Eu égard à la marge d’action dont dispose le législateur lorsqu’il met en œuvre ses devoirs de protection, une violation des devoirs susmentionnés ne peut être constatée. Serait manifestement inadaptée pour satisfaire à l’exigence découlant des droits fondamentaux de protéger contre les dangers émanant du changement climatique une protection axée sur une approche qui n’aurait pas pour objectif la neutralité climatique ; le réchauffement de la planète ne saurait être arrêté d’une telle manière, parce que toute augmentation de la concentration de CO2 dans l’atmosphère contribue au réchauffement planétaire et que le CO2, une fois parvenu dans l’atmosphère, y demeure en grande partie et ne peut, du moins en l'état actuel, en être retiré. Entièrement insuffisante serait une approche consistant à laisser libre cours au changement climatique et de satisfaire à l’exigence de protection découlant des droits fondamentaux uniquement au moyen de mesures d’adaptation à ce changement. Ni l’une, ni l’autre de ces deux approches n’ont toutefois été suivies dans la présente affaire. En fin de compte, ne peut non plus être constaté que le législateur aurait excédé sa marge constitutionnelle d’action lorsqu’il s’est fondé sur les objectifs de l’accord de Paris, selon lesquels l’augmentation de la température moyenne de la planète doit être contenue nettement en dessous de 2 °C, et de préférence en dessous de 1,5 °C. À cet égard, il importe de relever également qu’une protection complémentaire assurée au moyen de mesures d’adaptation au changement climatique est en principe possible lorsqu’il s’agit de protéger les droits fondamentaux contre les dangers émanant du changement climatique.

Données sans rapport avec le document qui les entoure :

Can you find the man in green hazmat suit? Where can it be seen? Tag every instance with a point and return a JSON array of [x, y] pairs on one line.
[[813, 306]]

Il n’est pas nécessaire de décider si les devoirs de protection découlant des droits fondamentaux imposent à l’État allemand de protéger aussi les requérants vivant au Bangladesh et au Népal contre les dommages imminents ou déjà devenus réalité et qui sont causés par le changement climatique planétaire. En fin de compte, il ne serait pas possible de conclure à une violation d’un devoir de protection.

III. Toutefois, des droits fondamentaux sont violés du fait que les volumes des émissions prévus à l’horizon 2030, fixés par le § 3, alinéa 1, 2nde phrase et le § 4, alinéa 1, 3e phrase KSG combiné à l’annexe no 2, réduisent de manière considérable les possibilités restantes d’émettre des émissions après 2030 et que pratiquement toute liberté garantie par les droits fondamentaux est menacée par cette situation. Dans leur dimension de garantie de la liberté dans le temps, les droits fondamentaux protègent ici les requérants contre une menace grave à la liberté résultant du fait que la charge imposée par l’article 20a LF de réduire les émissions de gaz à effet de serre est reportée unilatéralement à l’avenir. Le législateur aurait dû prévoir des mesures destinées à assurer un passage à la neutralité climatique plus en douceur et ménageant les libertés. De telles mesures font pour l’heure défaut.

1. Les dispositions contestées entraînent pour la liberté pleinement protégée par la Loi fondamentale un effet anticipé similaire à celui d’une ingérence (eingriffsähnliche Vorwirkung). Les possibilités de faire usage de cette liberté d’une manière qui implique directement ou indirectement des émissions de CO2 sont limitées par la Constitution, étant donné que, en l’état actuel, de telles émissions contribuent irréversiblement au réchauffement de la planète, et que la Constitution interdit au législateur de demeurer inactif face à un changement climatique progressant à l’infini. Des dispositions admettant à présent des émissions de CO2 portent en elles une menace irréversible pour la liberté future, étant donné que tout volume d’émissions de CO2 autorisé aujourd’hui réduit inexorablement les possibilités restantes et conformes à l’article 20a LF de produire de telles émissions ; par conséquent, un usage de la liberté ayant un effet en matière de CO2 sera à l’avenir soumis à des restrictions de plus en plus contraignantes, des restrictions imposées également par les exigences découlant du droit constitutionnel. Il est certes exact que pour arrêter le changement climatique, un usage de la liberté ayant un effet sur les émissions de CO2 devra de toute manière cesser pour l’essentiel, étant donné qu’il ne pourra être mis un terme au réchauffement de la planète que si la concentration de CO2 dans l’atmosphère due à l’activité de l’homme cesse d’augmenter. Toutefois, une consommation d’une large partie du budget de CO2 déjà d’ici 2030 aggrave le risque de pertes graves de la liberté, étant donné qu’une telle approche réduit le délai pour des évolutions techniques et sociales qui permettraient de passer, d’une manière ménageant la liberté, d’un mode de vie qui repose actuellement encore dans une très large mesure sur des émissions de CO2 à des comportements ayant un bilan neutre pour le climat.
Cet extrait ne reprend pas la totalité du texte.